Featured Master | Juanita Guccione

Each December, Sager Braudis Gallery brings significant 20th-century masterpieces to Columbia, Missouri for the Masters Exhibit. This year’s exhibit features women of Surrealism and Abstraction, who may just be the most important names in modern art history that you’ve never heard. In keeping with a current trend among museums and galleries worldwide, we’re shedding light on the work of these master painters for whom credit is long overdue. In the coming weeks, we’ll feature each of the 6 masters of the exhibit here on our blog, as well as in a 3-minute radio spot on our NPR affiliate, KBIA. Watch for the launch of our podcast, Portrait of the Artist, in which we’ll also discuss the artists of the Masters Exhibit, in early December. This week, we’re featuring American painter Juanita Guccione.
Juanita Guccione was born Anita Rice in 1904 outside of Boston. Her family relocated to New York when she was a teenager, and she went on to study at at the Pratt Institute and the Art Students League. After a stint of fashion modeling and design to earn money for travel, she left for Europe in her mid-twenties. Within the same year, 1931, she settled in an artists’ colony in Algeria. While there, she worked constantly, producing hundreds of paintings and drawings over three years. She had a son in 1934, and left the country with him when her relationship with his father ended shortly after his birth, eventually settling back in New York. The boy’s father was named Mabrouk, a name the artist took on after also changing her first name from Anita to Nita and then Juanita. Back in the US, she anglicized Mabrouk to Marbrook, and finally became Juanita Guccione when she married in 1943. It’s thought that her multiple name changes may be the reason that recognition alluded her, even though her work was very highly acclaimed during her lifetime
Guccione is usually referred to as a Surrealist, but her artistic career spanned more than six decades and her work ranged from very representational, if dreamlike, to fully abstract. The strong association with Surrealism probably doesn’t come so much from an affiliation with the Surrealist circle of artists as from her propensity to depict a fantasy realm.

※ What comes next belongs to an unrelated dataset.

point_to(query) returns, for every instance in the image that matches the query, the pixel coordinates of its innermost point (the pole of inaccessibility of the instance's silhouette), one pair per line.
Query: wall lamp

The French writer and poet, Anais Nin, whose portrait Guccione painted several times, said, “Our dreams are often diffuse and fragmented. Juanita makes them cohesive and clear – as clear as the daily world. Few people can paint the world of our dreams with as much magic, precision, and clarity. It makes the myths by which we live as vivid and dramatic as our diurnal life.”
After her death in 1999, the artist’s son and his wife worked to place and preserve her enormous body of work. Algeria acquired a large number of pieces for its National Gallery of Art in 2004, further legitimizing work that had been highly appreciated but perhaps undervalued during Guccione’s lifetime.